Like all our holidays, modern Easter is a mishmash of secular and religious symbolism, Hallmarkized and dressed in a cheerful pastel dress.
So I was surprised to hear that the Glassport, Penn., Assembly of God managed to further confuse and upset Easter revelers this year.
According to the Associated Press, the church started its celebration early, holding a \performance"" in a city stadium Saturday. Their show culminated with several actors-I am not making this up-savagely whipping the Easter Bunny.
Correction: The actors didn't whip the Easter Bunny. They flogged their pastor, Patty Bickerton, who was dressed in a bunny costume. AP says the actors yelled ""there is no Easter Bunny,"" and smashed Easter eggs at a performance intended to demonstrate to adults and children ""how Jesus was crucified.""
Melissa Salzman told AP her young son TJ reacted in pretty much the way you'd expect from a four-year-old subjected to a perverse display of violence and suffering.
""He was crying and asking me why the bunny was being whipped,"" she said.
Pastor Bickerton answered the crowd's shock with all the deft understanding you might expect from someone who conceptualizes her faith through rabbit torture.
""We wanted to convey that Easter is not just about the Easter Bunny; it is about Jesus Christ,"" she told AP.
I'm not sure why some people think lessons about Jesus' love are incomplete without prolonged horsewhipping. Also, I'm not convinced that teaching children about Christ's resurrection demands the assault and humiliation of the Easter Bunny or the destruction of his eggs. Before Christmas every year, a lot of churches put up signs admonishing passersby to ""Keep the Christ in Christmas,"" but most of them stop short of setting Santa Claus on fire and pushing him into traffic.
Of course, Pennsylvanian Assemblies of God aren't the only places that mangle Easter into a disturbing semi-psychotic tableau.
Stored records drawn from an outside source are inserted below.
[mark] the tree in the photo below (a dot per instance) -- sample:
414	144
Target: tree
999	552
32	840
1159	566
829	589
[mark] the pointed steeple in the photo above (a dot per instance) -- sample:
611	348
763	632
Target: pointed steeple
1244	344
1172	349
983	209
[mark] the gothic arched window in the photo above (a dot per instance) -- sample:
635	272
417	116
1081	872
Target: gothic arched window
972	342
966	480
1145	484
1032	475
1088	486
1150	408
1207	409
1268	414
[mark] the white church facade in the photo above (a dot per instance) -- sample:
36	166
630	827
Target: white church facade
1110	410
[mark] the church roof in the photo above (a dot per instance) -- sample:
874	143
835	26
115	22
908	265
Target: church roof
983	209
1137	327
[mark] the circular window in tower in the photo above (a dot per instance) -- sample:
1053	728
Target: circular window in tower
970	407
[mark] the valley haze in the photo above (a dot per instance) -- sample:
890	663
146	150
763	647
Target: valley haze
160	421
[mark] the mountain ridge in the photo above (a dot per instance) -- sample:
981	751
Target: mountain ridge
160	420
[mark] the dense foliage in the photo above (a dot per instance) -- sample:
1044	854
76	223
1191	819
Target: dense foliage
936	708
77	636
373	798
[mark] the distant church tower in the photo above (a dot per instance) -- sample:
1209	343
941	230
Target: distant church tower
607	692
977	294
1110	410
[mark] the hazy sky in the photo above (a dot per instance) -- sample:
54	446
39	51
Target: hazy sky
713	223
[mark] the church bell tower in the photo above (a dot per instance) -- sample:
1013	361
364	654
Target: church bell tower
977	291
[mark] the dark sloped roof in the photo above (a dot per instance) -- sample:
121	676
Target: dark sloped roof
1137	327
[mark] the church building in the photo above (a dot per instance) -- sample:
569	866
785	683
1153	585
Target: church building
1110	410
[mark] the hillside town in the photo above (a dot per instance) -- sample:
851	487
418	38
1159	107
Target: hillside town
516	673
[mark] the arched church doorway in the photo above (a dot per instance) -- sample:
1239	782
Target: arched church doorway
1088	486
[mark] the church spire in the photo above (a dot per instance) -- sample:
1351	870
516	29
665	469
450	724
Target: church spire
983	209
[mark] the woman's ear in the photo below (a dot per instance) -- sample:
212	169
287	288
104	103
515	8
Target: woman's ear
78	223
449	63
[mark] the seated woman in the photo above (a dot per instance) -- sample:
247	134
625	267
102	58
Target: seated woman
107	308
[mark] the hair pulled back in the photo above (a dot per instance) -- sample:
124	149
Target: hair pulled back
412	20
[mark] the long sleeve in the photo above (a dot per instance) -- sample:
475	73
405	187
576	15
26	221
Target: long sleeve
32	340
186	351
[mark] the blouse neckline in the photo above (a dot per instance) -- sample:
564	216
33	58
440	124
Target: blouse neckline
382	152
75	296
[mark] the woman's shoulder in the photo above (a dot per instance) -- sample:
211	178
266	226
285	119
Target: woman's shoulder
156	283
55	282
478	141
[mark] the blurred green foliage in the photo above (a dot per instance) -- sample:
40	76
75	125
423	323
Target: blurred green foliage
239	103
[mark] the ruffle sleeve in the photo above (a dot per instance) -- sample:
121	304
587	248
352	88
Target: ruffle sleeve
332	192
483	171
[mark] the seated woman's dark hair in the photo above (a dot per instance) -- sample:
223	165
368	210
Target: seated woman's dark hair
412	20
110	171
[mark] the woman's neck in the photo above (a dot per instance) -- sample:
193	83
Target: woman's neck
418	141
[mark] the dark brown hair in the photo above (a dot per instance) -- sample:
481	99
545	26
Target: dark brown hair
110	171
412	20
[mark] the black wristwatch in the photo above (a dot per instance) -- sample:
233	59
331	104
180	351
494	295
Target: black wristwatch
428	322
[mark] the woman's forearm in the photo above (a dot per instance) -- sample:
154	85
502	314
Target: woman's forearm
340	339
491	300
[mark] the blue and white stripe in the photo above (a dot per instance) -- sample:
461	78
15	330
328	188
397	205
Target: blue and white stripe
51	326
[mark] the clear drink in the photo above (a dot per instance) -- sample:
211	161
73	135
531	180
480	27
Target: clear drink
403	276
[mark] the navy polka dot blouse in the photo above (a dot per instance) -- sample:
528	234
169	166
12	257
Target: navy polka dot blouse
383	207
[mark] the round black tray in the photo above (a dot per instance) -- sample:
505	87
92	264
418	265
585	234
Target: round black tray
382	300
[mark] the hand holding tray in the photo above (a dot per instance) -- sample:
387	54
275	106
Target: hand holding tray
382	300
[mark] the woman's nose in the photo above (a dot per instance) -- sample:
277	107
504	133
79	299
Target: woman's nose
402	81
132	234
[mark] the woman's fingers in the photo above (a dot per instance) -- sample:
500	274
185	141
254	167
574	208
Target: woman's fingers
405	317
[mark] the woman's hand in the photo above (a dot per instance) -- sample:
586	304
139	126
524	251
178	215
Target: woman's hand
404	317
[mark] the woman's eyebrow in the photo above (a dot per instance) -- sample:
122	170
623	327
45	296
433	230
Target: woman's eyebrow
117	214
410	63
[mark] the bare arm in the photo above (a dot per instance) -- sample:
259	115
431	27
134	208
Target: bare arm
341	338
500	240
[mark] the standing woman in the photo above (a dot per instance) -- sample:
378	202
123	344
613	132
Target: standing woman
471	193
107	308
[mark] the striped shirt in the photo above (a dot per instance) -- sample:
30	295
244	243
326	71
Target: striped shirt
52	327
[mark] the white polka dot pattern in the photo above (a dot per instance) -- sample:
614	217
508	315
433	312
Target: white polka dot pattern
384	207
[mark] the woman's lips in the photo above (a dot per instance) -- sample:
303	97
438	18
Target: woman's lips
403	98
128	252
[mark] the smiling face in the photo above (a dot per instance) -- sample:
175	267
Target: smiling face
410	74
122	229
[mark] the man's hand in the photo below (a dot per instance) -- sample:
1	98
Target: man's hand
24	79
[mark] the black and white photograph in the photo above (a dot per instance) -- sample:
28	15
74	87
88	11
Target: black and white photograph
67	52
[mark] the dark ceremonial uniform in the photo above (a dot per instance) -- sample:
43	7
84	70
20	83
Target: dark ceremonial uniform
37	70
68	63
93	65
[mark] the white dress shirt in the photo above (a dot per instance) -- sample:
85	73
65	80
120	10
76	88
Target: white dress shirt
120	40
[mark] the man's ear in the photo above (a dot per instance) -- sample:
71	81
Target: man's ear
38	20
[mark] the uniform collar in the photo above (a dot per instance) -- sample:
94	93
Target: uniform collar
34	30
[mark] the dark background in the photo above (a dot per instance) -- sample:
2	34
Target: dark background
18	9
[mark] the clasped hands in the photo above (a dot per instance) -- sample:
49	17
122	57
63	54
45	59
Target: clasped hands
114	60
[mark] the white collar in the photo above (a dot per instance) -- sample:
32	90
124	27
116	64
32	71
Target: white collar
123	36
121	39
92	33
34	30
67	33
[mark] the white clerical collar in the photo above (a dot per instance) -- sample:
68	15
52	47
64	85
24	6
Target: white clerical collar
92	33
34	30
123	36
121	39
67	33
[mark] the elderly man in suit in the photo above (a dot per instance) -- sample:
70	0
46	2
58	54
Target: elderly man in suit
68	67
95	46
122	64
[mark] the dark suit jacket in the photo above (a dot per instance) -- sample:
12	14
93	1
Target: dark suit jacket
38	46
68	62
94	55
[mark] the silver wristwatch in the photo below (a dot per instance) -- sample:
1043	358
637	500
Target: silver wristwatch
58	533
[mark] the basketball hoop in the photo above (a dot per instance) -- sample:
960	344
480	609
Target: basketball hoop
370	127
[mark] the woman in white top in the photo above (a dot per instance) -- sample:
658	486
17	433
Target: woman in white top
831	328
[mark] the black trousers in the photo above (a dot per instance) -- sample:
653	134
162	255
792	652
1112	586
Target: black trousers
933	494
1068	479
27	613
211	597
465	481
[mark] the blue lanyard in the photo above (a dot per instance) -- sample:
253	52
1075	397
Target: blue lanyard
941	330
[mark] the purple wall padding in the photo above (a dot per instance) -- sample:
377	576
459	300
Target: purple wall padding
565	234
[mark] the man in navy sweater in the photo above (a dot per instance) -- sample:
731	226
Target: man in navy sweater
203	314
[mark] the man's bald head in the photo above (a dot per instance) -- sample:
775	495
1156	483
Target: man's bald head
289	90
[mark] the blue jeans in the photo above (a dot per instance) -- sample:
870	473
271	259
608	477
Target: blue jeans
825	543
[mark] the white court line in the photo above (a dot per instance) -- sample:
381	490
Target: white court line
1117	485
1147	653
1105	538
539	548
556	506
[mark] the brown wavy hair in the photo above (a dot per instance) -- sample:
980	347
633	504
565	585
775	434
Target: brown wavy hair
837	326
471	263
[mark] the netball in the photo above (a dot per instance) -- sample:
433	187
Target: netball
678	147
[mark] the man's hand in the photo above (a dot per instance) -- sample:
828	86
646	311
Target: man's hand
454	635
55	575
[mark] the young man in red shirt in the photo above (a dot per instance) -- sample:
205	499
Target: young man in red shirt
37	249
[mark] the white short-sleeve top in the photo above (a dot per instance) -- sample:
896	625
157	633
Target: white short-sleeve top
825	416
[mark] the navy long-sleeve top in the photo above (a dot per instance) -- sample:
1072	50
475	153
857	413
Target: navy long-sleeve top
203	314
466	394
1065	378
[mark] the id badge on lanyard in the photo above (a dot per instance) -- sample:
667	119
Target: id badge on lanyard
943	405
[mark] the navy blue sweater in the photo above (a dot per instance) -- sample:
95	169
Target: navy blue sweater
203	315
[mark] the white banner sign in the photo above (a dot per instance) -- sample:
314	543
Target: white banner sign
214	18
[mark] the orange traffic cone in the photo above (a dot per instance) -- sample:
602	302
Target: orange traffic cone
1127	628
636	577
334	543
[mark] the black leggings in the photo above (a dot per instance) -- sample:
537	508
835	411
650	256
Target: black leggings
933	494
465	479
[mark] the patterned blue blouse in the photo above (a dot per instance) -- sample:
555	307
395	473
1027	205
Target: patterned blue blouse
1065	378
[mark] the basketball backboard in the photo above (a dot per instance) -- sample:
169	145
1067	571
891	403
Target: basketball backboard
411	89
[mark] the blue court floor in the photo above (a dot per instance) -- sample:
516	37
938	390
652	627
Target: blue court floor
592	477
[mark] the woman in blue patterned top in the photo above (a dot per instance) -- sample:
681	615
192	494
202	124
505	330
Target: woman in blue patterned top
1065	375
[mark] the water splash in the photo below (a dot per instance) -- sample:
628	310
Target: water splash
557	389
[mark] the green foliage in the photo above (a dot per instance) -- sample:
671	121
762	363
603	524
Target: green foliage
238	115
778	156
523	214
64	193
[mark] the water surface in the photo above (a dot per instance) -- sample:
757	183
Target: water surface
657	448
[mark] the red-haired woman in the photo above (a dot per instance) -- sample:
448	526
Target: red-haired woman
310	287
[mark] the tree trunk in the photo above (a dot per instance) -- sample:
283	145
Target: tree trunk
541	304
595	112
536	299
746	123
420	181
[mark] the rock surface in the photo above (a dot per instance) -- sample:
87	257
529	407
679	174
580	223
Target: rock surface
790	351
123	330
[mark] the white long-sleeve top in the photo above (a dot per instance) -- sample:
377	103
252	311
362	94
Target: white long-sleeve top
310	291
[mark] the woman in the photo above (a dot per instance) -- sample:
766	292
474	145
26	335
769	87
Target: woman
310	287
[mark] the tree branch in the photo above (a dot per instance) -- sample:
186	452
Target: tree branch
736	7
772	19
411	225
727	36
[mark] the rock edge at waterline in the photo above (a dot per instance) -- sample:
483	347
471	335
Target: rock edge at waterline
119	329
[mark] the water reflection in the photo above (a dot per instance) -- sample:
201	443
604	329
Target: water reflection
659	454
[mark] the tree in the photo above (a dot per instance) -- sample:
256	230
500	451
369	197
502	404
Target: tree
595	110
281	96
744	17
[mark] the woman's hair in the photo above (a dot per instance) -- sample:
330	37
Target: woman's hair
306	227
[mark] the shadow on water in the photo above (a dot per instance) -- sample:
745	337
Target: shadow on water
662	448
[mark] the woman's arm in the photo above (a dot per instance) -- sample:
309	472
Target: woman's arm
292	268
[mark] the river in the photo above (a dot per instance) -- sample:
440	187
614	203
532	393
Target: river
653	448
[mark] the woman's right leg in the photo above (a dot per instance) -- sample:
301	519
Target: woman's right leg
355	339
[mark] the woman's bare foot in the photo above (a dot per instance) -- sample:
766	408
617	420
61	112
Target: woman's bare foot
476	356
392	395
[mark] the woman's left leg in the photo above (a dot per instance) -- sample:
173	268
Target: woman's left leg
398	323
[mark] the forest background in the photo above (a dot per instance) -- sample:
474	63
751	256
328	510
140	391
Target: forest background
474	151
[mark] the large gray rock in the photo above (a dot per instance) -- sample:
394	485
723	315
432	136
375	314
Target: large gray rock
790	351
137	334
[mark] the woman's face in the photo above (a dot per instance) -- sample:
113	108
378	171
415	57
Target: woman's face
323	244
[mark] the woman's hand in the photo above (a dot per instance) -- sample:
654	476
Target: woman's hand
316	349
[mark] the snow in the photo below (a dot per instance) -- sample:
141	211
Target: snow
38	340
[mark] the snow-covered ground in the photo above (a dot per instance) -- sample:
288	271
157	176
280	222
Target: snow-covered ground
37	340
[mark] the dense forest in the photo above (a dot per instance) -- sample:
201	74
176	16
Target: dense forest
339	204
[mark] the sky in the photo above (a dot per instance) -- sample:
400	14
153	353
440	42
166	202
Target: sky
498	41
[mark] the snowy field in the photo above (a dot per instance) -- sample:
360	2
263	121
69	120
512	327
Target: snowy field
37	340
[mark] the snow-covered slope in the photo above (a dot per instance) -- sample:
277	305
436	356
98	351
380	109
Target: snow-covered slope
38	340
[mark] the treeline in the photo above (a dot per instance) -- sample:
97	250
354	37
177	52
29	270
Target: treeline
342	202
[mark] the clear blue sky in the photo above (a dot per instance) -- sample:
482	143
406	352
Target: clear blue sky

1600 Pennsylvania Avenue plays host each year to an ""Easter Egg Roll."" On the day after Easter Sunday, government officials and cartoon mascots gather on the White House lawn to watch kids chase colored eggs around and cry hysterically.
Even crazier, by some accounts, the White House Easter Egg Roll started in 1878 after Congress banned children from rolling eggs at the Capitol and an army of angry kids stormed the gates of President Rutherford B. Hayes.
This year, the weirdness of the Egg Roll was matched only by President Bush's word choice in his Easter Message.
As if he was copying Hayes' message 126 years ago, Bush called for ""peace in the affairs of men.""
He were mysterious about his wishes for the affairs of women-or bunnies for that matter.